A portrait painted by John Jackson hangs in the National Portrait Gallery, London; another by Dewilde, as Mandane in ‘Artaxerxes,’ is in the Mathews collection of the Garrick Club, which contains also an anonymous portrait. A portrait of her as Rosetta in ‘Love in a Village,’ showing a bright, sparkling, intelligent face, accompanies the memoir in Oxberry's ‘Dramatic Biography.’ Other portraits of her were painted by Linnell and Sir William John Newton (cf. Cat. Victorian Exhib. Nos. 414, 427).

A Miss Stephens, possibly an elder sister, made, as Polly in the ‘Beggar's Opera,’ a very successful first appearance on the stage on 29 Nov. 1799, and played in 1800 and 1801 Sophia in ‘Of Age To-morrow,’ Violetta in the ‘Egyptian Festival,’ Blanche in Mrs. Plowden's ‘Virginia,’ Rosetta in ‘Love in a Village,’ and other parts.

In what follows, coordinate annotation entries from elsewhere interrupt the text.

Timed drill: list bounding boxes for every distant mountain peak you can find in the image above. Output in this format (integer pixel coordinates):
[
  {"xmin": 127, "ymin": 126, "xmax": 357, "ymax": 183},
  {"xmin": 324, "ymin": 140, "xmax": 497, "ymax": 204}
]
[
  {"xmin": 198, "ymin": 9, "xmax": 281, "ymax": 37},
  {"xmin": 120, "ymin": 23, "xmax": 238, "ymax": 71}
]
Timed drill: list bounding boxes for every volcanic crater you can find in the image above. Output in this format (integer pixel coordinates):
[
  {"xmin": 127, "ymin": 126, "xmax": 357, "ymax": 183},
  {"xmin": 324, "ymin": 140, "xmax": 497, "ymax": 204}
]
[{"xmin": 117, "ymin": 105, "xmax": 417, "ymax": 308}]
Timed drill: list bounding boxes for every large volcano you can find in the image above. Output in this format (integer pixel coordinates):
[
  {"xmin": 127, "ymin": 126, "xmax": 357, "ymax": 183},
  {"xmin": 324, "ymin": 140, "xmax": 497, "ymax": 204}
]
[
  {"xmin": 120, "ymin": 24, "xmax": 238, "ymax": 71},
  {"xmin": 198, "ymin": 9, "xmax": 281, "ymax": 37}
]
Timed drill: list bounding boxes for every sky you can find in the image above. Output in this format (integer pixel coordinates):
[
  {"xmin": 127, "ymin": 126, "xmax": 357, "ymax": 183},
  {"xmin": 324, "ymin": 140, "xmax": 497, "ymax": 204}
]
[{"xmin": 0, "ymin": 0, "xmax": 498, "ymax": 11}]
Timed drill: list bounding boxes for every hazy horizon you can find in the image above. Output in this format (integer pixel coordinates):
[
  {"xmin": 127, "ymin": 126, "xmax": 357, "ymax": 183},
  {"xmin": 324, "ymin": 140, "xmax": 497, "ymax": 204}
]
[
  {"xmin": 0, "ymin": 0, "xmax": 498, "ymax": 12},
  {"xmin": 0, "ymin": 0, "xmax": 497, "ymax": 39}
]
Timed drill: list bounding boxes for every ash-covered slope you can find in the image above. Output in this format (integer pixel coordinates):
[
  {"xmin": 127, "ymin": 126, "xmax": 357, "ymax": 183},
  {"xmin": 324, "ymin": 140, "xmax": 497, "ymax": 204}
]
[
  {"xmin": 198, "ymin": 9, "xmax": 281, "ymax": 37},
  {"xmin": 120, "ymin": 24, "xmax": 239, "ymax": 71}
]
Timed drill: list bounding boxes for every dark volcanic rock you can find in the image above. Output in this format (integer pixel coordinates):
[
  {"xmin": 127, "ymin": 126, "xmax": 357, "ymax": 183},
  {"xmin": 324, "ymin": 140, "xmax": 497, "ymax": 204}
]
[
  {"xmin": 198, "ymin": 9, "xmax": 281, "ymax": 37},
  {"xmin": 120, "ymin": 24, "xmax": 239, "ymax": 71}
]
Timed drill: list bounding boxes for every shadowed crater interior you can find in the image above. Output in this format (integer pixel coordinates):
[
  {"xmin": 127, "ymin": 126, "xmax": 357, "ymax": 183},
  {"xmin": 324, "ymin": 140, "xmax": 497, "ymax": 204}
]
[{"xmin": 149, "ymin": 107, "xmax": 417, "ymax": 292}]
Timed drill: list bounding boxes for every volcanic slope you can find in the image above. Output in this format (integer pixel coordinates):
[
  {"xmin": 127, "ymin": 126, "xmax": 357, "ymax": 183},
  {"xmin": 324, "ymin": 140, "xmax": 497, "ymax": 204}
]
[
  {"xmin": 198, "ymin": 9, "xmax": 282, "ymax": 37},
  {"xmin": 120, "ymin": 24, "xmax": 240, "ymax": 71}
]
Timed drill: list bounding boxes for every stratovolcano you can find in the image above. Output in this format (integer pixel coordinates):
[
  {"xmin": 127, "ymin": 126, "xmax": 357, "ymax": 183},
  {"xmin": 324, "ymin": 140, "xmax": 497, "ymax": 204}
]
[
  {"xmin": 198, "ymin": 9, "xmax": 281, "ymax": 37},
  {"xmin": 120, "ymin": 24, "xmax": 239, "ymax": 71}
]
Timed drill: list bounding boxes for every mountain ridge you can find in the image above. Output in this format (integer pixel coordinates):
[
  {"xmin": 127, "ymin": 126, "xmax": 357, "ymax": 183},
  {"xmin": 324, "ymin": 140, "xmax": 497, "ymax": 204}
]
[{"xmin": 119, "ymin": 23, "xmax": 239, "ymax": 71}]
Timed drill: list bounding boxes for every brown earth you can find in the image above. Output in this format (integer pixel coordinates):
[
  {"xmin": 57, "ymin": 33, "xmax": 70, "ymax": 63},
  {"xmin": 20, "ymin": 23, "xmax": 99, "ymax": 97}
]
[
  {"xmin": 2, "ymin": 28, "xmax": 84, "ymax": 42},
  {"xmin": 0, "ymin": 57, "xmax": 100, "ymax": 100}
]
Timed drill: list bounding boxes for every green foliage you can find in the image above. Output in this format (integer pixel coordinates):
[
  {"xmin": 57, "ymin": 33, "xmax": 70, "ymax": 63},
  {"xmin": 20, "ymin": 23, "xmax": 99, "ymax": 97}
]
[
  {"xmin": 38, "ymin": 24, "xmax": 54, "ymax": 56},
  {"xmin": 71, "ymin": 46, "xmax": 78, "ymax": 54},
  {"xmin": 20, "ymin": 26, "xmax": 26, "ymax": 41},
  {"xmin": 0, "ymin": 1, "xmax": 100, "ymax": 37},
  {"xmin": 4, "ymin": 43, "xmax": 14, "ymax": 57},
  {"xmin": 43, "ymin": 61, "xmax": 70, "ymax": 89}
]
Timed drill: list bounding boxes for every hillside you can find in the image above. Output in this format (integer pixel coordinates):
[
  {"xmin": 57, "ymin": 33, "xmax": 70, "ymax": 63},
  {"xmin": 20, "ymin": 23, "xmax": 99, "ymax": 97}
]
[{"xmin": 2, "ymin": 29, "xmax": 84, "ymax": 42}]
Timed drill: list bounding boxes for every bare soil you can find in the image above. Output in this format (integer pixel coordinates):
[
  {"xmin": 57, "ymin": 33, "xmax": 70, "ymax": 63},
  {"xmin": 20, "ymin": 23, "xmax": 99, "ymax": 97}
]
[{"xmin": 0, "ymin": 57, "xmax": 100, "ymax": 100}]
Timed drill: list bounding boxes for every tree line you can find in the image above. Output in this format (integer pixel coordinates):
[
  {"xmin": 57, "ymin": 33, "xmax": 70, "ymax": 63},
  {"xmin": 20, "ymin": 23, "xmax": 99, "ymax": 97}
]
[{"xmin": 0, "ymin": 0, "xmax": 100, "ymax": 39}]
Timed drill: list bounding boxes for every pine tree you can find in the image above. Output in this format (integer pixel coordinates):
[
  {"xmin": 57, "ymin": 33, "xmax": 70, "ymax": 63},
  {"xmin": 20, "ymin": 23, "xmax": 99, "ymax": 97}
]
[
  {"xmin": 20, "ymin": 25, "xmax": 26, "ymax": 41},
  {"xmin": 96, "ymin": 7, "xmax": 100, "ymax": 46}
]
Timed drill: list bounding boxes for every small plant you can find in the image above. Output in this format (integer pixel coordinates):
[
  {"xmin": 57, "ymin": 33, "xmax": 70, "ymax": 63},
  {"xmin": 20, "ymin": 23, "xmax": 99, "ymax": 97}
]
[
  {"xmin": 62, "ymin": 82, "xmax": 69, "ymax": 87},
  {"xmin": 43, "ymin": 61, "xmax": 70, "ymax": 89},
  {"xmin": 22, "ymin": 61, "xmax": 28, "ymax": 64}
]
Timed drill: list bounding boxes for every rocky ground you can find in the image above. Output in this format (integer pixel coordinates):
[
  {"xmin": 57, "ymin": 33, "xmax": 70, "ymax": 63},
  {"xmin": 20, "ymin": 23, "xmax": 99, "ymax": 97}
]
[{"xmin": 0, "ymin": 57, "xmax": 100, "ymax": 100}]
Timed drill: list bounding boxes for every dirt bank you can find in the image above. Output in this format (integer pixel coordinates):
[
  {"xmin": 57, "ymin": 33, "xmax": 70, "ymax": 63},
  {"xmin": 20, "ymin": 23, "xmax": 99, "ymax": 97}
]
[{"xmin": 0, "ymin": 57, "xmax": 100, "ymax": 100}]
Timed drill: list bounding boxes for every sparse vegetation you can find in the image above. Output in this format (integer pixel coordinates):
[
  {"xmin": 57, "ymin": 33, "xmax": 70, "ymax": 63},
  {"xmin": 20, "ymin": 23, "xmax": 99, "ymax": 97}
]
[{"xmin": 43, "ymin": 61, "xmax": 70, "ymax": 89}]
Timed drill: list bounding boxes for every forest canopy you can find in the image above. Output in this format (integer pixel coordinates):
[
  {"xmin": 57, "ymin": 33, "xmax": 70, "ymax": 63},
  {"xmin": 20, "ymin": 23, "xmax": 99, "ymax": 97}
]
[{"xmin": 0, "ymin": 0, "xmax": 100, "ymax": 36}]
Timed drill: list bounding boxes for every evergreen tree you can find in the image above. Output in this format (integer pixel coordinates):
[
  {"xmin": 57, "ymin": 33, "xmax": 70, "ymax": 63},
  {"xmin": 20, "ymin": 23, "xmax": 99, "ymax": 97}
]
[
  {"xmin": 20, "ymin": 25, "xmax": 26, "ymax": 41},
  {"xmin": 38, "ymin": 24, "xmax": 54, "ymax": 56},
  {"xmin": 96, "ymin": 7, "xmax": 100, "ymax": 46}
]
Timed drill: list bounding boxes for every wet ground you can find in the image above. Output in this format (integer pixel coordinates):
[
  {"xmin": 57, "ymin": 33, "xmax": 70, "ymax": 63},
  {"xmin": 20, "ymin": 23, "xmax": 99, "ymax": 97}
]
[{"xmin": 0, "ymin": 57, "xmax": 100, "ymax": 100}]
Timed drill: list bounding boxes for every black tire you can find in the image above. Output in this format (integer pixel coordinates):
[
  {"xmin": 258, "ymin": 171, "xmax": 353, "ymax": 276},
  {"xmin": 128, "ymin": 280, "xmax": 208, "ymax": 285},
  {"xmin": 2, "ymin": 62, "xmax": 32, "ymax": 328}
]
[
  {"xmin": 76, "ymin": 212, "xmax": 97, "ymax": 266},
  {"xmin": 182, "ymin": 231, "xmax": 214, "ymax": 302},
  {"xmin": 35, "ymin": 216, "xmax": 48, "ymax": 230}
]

[Genest's Account of the English Stage; Oxberry's Dramatic Biography, vol. ii.; Dramatic Essays by Hazlitt; Clark Russell's Representative Actors; Theatrical Inquisitor, various years; Grove's Dict. of Music; Georgian Era; Dibdin's Edinburgh Stage; Biography of the British Stage, 1824; Robert's Hannah More, iv. 163; New Monthly Mag. various years; History of the Theatre Royal, Dublin; Liverpool Dramatic Censor; Burke's Peerage; Notes and Queries, 5th ser. xii. 329, 357, 417.]

J. K.


STEPHENS, CHARLES EDWARD (1821–1892), musician, who was born at 12 Portman Place (now Edgware Road) on 18 March 1821, was nephew to Catherine Stephens, countess of Essex [q. v.] He studied the pianoforte and violin under J. M. Rost, Cipriani Potter, F. Smith, and H. Blagrove, and theory under James Alexander Hamilton [q. v.] After the completion of his school career, he was organist successively to St. Mark's, Myddelton Square; Holy Trinity, Paddington; St. John's, Hampstead; St. Clement Danes and St. Saviour's, Paddington. The last-named post he resigned in 1875. Stephens was a fellow or member of most of the English musical institutions, an original member of the Musical Association in 1874 and treasurer of the Philharmonic in 1880, and of the South-Eastern Section of the National Society of Professional Musicians. He died in London on 13 July 1892, and was buried at Kensal Green. Stephens was an accomplished musician, a good teacher, an excellent pianist, and in his younger days a capable violinist. His compositions, which are numerous, include a symphony in G minor, played at the Philharmonic in 1891, and a quantity of pianoforte and chamber music. In 1880 Stephens gained both the first and second prizes for string quartets offered by Trinity College, London. He was a clever speaker and writer, as his papers read before the Musical Association bear witness.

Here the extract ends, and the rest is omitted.